The body adornments of East African pastoralists, though eye-catching, have been little studied and there has been no comprehensive description on the body adornments of specific ethnic groups. This book is a monograph that provides a complete picture of the body adornments of the Samburu in Kenya based on field research conducted by the author from 1999 to 2003. By measuring and describing every adornment worn by each of 249 Samburu people at the time of the survey, the author collected data on 6,323 adornments. Based on those data, and using photographs and illustrations, the book describes 172 types of body adornments with their local names, etymology of the name, shape and size, color, material and manufacturing method, the way of acquisition, the user’s gender and age category, the body part the adornment is worn, wearing style, and their social and ritual significance.

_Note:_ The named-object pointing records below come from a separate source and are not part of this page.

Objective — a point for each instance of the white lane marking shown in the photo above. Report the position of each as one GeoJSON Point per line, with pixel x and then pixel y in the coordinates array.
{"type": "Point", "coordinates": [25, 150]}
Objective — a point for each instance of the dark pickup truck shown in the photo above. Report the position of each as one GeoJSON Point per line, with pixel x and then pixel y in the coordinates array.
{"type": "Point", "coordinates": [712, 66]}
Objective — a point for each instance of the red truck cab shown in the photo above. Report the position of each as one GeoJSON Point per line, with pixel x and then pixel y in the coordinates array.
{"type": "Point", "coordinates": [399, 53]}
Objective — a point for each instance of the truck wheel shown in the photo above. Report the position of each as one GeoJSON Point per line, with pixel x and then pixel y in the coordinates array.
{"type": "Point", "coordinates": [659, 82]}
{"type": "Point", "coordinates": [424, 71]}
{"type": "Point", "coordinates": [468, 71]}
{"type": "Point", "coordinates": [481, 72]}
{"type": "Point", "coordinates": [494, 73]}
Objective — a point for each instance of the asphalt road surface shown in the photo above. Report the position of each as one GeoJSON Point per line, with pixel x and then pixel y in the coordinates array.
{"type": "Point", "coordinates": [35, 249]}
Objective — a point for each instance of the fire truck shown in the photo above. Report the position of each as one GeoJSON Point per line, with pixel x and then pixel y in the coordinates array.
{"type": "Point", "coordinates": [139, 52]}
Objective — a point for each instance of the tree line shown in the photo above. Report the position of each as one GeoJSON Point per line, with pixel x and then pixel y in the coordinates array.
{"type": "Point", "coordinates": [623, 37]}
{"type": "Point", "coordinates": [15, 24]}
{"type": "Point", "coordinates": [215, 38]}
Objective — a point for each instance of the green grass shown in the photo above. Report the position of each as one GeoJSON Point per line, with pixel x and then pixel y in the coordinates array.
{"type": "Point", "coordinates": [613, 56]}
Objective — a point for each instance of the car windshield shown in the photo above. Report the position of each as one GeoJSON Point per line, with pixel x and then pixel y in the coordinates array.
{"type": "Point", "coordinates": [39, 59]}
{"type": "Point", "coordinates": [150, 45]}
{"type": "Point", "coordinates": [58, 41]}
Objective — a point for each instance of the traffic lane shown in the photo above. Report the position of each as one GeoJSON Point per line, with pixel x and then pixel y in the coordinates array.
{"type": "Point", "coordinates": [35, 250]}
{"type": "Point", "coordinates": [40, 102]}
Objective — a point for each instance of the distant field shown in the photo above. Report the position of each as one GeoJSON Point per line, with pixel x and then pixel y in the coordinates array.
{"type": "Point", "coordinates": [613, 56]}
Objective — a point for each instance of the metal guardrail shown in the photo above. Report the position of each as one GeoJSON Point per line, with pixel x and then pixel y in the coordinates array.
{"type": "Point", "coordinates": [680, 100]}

From the descriptions in the book, the readers will learn that necklaces or ear adornments being worn by a woman in a postcard are not only colorful and beautiful adornments but at the same time provide many kinds of information about the woman: e.g., whether she is single or married; whether she has a lover, whether she has already gone through circumcision; whether she has experienced childbirth or miscarriage, etc. Looking closer, we can discover, from a small shell or a cattle hair tied to her necklace, that she has had an experience of a breech birth or that a cow she is milking has not produced much milk recently.